Outside of Tambo, who is obvious to differentiate, there's a unique way to tell them apart.

“Their noses are different. So, our fingerprints are what their nose prints are like. Every single gorilla has a different nose print.”

Stevens tells me the gorillas are incredibly smart. Frequently using tools to get to enrichment and snacks and communicating well with the keepers.
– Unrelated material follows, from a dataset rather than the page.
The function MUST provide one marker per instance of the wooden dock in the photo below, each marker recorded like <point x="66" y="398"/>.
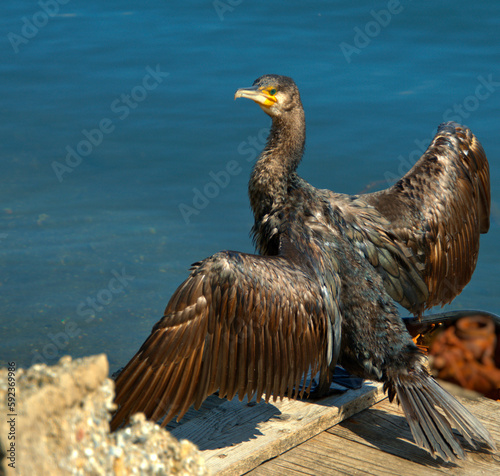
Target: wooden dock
<point x="356" y="432"/>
“We sit down with them and train them in different body part presentations — so they show us their shoulders, their feet, they’ll open their mouth for us — so if they get a chipped tooth, we can open their mouth and see that," Stevens said.

“Learning new things every day is definitely super important for them and is fun for us too.”

Unfortunately, the western lowland gorillas are a critically endangered species.

But the Omaha's Henry Doorly Zoo & Aquarium has a campaign that you can contribute to that helps.

“It’s called Gorillas on the Line. And people can bring in old, unused electronics and we recycle those. That helps decrease the mining for cobalt, which is very prolific in the gorilla habitat," Stevens said. "So, by bringing in those, we can recycle those it decreases cutting into the gorilla habitat a little bit.”

That includes things like cameras, cellphones, smart watches, and iPads. All can be dropped off at guest services to help families of gorillas in the wild.

To visit this family – go to the Hubbard Gorilla Valley – located across from the Simmons Aviary.